BackgroundViral infections have a history of abrupt and severe eruptions through the years in the form of pandemics. And yet, definitive therapies or preventive measures are not present. Herbal medicines have been a source of various antiviral compounds such as Oseltamivir, extracted using shikimic acid from star anise (Illicium verum) and Acyclovir from Carissa edulis are FDA (Food and Drug Administration) approved antiviral drugs. In this study, we dissect the anti-coronavirus infection activity of Cissampelos pareira L (Cipa) extract using an integrative approach.MethodsWe analysed the signature similarities between predicted antiviral agents and Cipa using the connectivity map (https://clue.io/).

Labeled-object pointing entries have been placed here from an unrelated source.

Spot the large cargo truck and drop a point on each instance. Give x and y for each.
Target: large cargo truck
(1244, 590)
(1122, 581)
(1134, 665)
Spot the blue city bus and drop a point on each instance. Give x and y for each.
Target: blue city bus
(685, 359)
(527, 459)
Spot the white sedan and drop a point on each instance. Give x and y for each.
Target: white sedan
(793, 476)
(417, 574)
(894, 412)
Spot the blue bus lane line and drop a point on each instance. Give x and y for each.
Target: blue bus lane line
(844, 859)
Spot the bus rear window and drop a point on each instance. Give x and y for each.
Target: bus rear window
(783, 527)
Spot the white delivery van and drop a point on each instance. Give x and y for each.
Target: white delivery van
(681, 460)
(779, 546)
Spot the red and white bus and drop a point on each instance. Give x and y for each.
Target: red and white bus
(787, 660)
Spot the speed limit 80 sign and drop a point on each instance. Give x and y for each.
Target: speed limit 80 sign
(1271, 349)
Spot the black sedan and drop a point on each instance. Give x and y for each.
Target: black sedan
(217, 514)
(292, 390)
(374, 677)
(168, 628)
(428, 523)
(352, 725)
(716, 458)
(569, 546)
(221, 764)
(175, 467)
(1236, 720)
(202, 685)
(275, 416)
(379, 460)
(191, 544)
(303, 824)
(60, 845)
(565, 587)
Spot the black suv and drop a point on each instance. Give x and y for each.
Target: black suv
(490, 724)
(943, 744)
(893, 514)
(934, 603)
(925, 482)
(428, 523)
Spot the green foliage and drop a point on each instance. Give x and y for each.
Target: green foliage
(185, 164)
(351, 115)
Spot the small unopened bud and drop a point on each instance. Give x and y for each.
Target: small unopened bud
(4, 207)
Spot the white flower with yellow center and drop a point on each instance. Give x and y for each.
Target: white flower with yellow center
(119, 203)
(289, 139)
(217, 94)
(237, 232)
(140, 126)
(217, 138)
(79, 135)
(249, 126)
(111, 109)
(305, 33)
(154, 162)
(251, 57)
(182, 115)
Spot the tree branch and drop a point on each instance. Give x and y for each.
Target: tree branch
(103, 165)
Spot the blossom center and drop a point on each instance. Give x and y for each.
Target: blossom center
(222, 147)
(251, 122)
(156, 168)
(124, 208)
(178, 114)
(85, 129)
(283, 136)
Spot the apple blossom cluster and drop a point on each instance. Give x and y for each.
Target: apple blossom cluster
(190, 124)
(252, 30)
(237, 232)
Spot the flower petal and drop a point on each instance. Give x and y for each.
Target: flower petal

Next, we tested the anti-SARS-COV-2 activity of Cipa in vitro. Molecular docking analyses of constituents of with key targets of SARS-CoV2 protein viz. spike protein, RNA‑dependent RNA‑polymerase (RdRp) and 3C‑like proteinase. was also performed. A three-way comparative analysis of Cipa transcriptome, COVID-19 BALF transcriptome and CMAP signatures of small compounds was also performed.ResultsSeveral predicted antivirals showed a high positive connectivity score with Cipa such as apcidin, emetine, homoharringtonine etc. We also observed 98% inhibition of SARS-COV-2 replication in infected Vero cell cultures with the whole extract. Some of its prominent pure constituents e.g. pareirarine, cissamine, magnoflorine exhibited 40–80% inhibition. Comparison of genes between BALF and Cipa showed an enrichment of biological processes like transcription regulation and response to lipids, to be downregulated in Cipa while being upregulated in COVID-19. CMAP also showed that Triciribine, torin-1 and VU-0365114–2 had positive connectivity with BALF 1 and 2, and negative connectivity with Cipa. Amongst all the tested compounds, Magnoflorine and Salutaridine exhibited the most potent and consistent strong in silico binding profiles with SARS-CoV2 therapeutic targets.